Jaksa Penuntut Umum (JPU) Apriyanto memaparkan dalam sidang bahwa video tersebut tidak hanya menebar kabar bohong, tetapi juga berpotensi menodai nama baik Presiden dan merusak ketenteraman umum. Terdapat dakwaan melanggar Undang-Undang Informasi dan Transaksi Elektronik (UU ITE), penyiaran berita bohong, dan penistaan agama.
Proses Persidangan Sejak laporan masuk ke kepolisian, proses hukum berjalan selama kurang lebih empat bulan. Berbagai saksi dihadirkan, termasuk guru, saksi ahli untuk menilai keaslian ijazah, serta pihak-pihak yang merasa dirugikan oleh konten tersebut. Dalam persidangan pembacaan putusan, majelis hakim yang diketuai Bambang Ariyanto menegaskan bahwa unsur keonaran telah terbukti secara sah dan meyakinkan.
Pertimbangan Vonis Majelis hakim menilai tindakan terdakwa telah menimbulkan kegaduhan di masyarakat, memicu pertanyaan dan keresahan terhadap lembaga pendidikan, serta merendahkan citra institusi negara. Oleh karena itu, hukuman enam tahun penjara dijatuhkan sejalan dengan tuntutan awal JPU, mengacu pada Pasal 14 ayat 1 UU Nomor 1 Tahun 1946 tentang Peraturan Umum Hukum Pidana jo. Pasal 55 ayat 1 KUHP.

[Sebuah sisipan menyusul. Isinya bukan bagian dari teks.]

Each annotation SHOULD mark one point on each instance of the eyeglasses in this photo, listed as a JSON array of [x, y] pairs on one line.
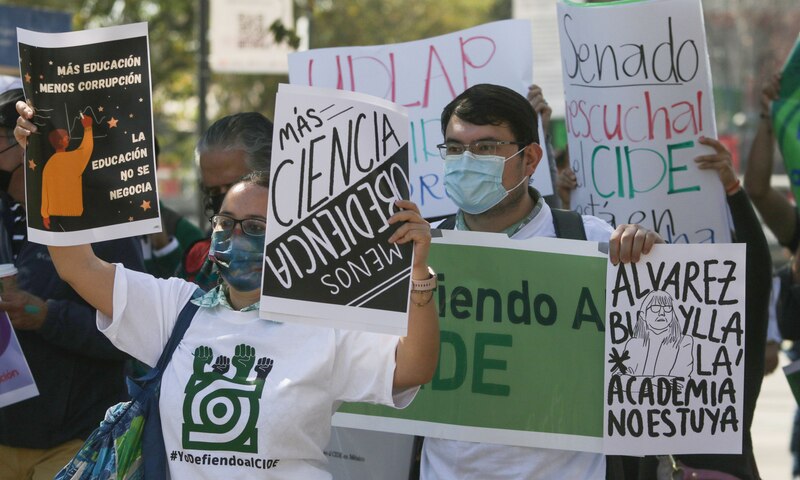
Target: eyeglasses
[[251, 226], [481, 147], [12, 145], [660, 308]]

Reaksi Para Pihak Usai vonis dibacakan, Gus Nur mengaku akan mempelajari putusan tersebut untuk kemungkinan banding. Sementara itu, kuasa hukum Bambang Tri menganggap vonis itu terlalu berat, sebab kliennya hanya "mengungkap data lapangan" dan tidak berniat memprovokasi massa.
Analisis & Implikasi
Kelindan antara kebebasan berekspresi dan batas hukum ITE menjadi sapu jagat perdebatan. Para pengamat menilai, perlu ada peningkatan literasi digital agar masyarakat tidak mudah terpengaruh hoaks yang dikemas dengan strategi persuasion.
Kesimpulan Vonis enam tahun penjara bagi Bambang Tri dan Gus Nur menegaskan bahwa aparat penegak hukum serius menangani penyebaran hoaks berkedok penelitian. Bagi konten kreator, kasus ini menjadi peringatan agar selalu memverifikasi sumber dan data sebelum mengunggah materi yang memiliki implikasi luas bagi nama baik individu maupun institusi negara.